Gogte Group
- Type: Private
- Industry: Conglomerate
- Founded: 1957; 69 years ago
- Founder: Raosaheb Gogte
- Headquarters: Belgaum, Karnataka, India
- Subsidiaries: Gogte Mines; Gogte Salts; Gogte Minerals; Gogte Textiles;

= Gogte Group =

Indian conglomerate

Gogte Group is an Indian conglomerate, headquartered in Belgaum, Karnataka, involved in mining, minerals, salts and textiles. The conglomerate was founded by Raosaheb Gogte, beginning in 1957.

== History ==
=== Gogte Mines ===
In the early 1950s, Japanese interest in the iron and manganese ores of Portuguese Goa led Raosaheb Gogte, a lawyer at the time, to explore the possibility of mining for the ores in the districts of Ratnagiri and North Kanara. In 1954, he began mining for manganese near Kuveshi. With financial encouragement from local lenders, Gogte established the Gogte Mines company and began mining for iron ore at Redi in 1957, having leased 187 acres and 16 gunthas for the project, and producing 15,000 tonnes of iron ore within the first four months.

In 1962, the company came under scandal when one of its mines collapsed, injuring several workers. When contractors began demanding higher rates, he commissioned two self-propelled barges for the transport of the ore, which were inaugurated by Yashwantrao Chavan and his wife. Turning a profit after a decade of functioning, Gogte formally incorporated his mining company on July 20, 1967.

By 1972, the company was exporting iron and manganese ore to Europe and the Middle East. By 1973, the company was considered one of the leading exporters of iron ore in Maharashtra, with their mine in Redi, being cited as the principal producer.

=== Gogte Salts ===
In 1963, Gogte scouted 1500 acres of land near Nala Sopara for developing a salt works. He tasked his brother Vasudev with its management, who would apply French and Tunisian techniques of salt production at the works. The Gogte Salts company was inaugurated in 1964 at the hands of Sadashiv Govind Barve, after Gogte's brother Vaman, dealt with lengthy legal proceedings to obtain letters of intent from the government for the company to go into commercial production in Maharashtra. Negotiations concluded, after the company acquiesced to manufacture both edible and industrial salt for which the government would allot 2,000 acres of land to the company. In July 1964, the Government of Maharashtra gave the company licenses to manufacture soda ash and ammonium chloride.

=== Gogte Minerals ===
By 1974, Gogte had secured buyers for the company's iron ore in Romania, formally incorporating the Gogte Minerals company on February 23, 1977, for promotion of ammonium chloride fertilizers. As of 2020, the company's research in the use of the minerals it mines, as well as the company's export practices have been cited by several government and educational institutions studying the field.

=== Gogte Textiles ===
On May 17, 1980, Gogte established Gogte Textiles, venturing into textiles, manufacturing cotton yarns and fabrics.
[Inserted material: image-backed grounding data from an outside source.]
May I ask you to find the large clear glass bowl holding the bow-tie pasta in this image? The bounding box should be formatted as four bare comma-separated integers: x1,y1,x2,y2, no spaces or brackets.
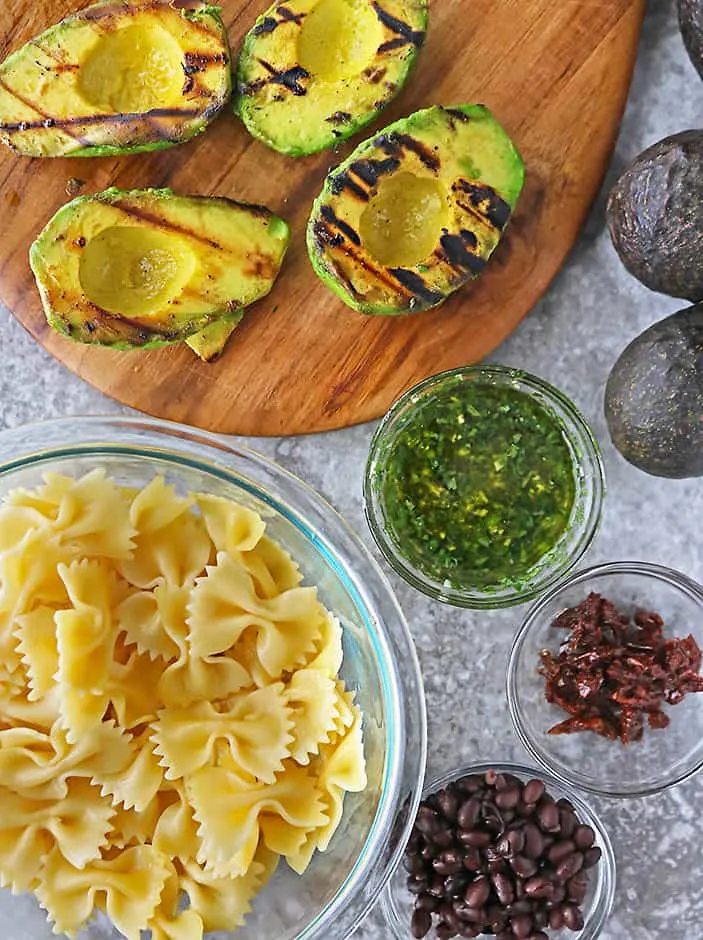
0,418,426,940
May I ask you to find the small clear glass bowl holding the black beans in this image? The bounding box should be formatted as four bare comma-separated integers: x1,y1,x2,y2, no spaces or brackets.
381,763,616,940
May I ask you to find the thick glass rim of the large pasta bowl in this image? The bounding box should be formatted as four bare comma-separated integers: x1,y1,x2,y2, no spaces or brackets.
0,414,427,940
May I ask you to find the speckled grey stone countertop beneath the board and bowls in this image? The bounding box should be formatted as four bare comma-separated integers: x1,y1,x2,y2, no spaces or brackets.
0,0,703,940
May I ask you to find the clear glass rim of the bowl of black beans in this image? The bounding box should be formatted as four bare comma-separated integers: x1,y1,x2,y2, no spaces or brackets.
380,761,617,940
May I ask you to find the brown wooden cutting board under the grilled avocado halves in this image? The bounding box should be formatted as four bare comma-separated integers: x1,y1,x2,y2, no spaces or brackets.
0,0,645,435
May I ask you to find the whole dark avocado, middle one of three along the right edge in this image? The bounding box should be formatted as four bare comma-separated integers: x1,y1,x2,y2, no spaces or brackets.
607,130,703,303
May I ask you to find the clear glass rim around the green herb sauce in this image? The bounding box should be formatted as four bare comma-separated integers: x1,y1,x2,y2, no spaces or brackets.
363,363,606,610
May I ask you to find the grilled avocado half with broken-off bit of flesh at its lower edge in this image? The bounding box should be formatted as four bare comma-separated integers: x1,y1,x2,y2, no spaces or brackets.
30,189,290,348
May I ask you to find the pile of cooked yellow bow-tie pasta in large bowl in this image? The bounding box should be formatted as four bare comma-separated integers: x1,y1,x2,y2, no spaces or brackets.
0,471,366,940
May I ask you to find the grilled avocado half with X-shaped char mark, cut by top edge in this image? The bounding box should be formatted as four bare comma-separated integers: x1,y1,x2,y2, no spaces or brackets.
235,0,427,156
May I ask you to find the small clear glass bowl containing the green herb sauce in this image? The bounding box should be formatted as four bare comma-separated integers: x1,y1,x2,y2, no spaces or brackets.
364,365,605,610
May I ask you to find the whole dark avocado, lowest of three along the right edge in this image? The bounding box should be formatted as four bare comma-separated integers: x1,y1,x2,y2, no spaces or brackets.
605,304,703,479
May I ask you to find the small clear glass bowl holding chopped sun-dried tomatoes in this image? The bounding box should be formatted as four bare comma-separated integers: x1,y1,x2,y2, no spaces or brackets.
508,561,703,797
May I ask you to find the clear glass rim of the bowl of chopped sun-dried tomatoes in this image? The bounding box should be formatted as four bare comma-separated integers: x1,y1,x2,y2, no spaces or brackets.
506,561,703,799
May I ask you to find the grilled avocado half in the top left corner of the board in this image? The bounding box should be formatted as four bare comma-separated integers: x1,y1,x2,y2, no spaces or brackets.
0,0,232,157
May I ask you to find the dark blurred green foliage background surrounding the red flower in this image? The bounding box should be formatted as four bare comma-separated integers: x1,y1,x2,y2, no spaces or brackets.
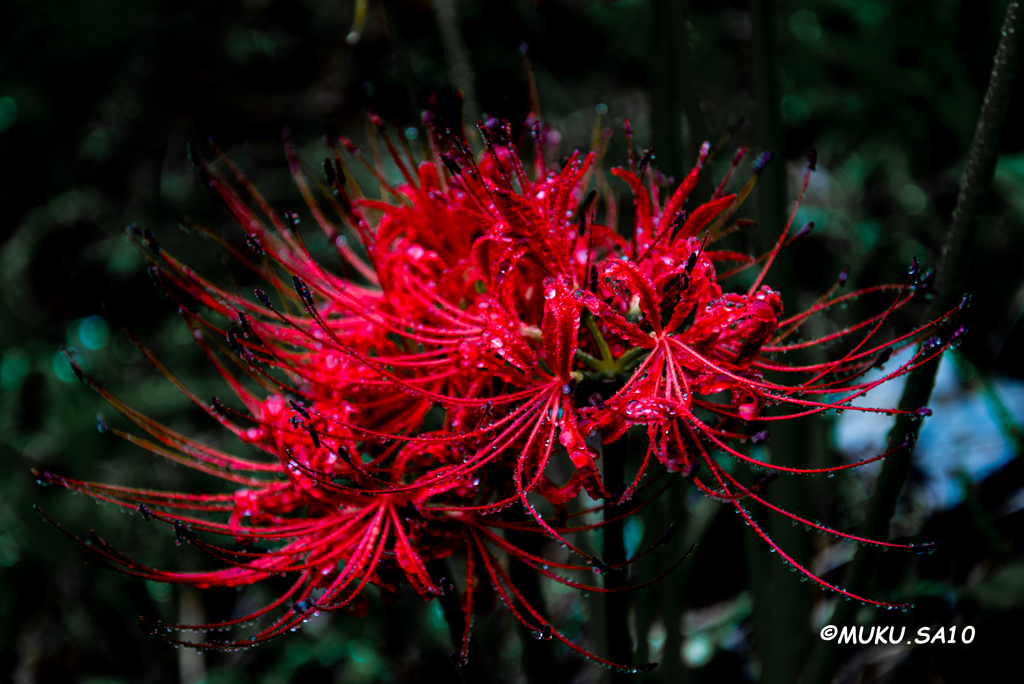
0,0,1024,683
Under the advisement of S. M. Krishna, he pursued to obtain a license from the Government of Karnataka under Gundu Rao, to set up a textile mill in Kakti, acquiring 100 acres for the venture, and ordering weaving machinery from Switzerland. After promises of financial encouragement from the Ministry of Industry fell through, Gogte appealed to R. N. Malhotra at the Reserve Bank of India for provision of working capital. Financial encouragement came from the State Bank of Mysore and IDBI, under the advisement of Shankarrao Chavan.

In the late 1980s, Gogte's son Arvind, and his wife presented samples of their Textile Mills' terrycloth towels to then Prime Minister Rajiv Gandhi, when they learned that his wife Sonia Gandhi had enquired after them. When Gandhi requested Gogte to arrange a visit to the mills, the mills' workers went on strike. By 1990, the Gogte Textile Mills was one of the largest exporters of textile goods in Karnataka.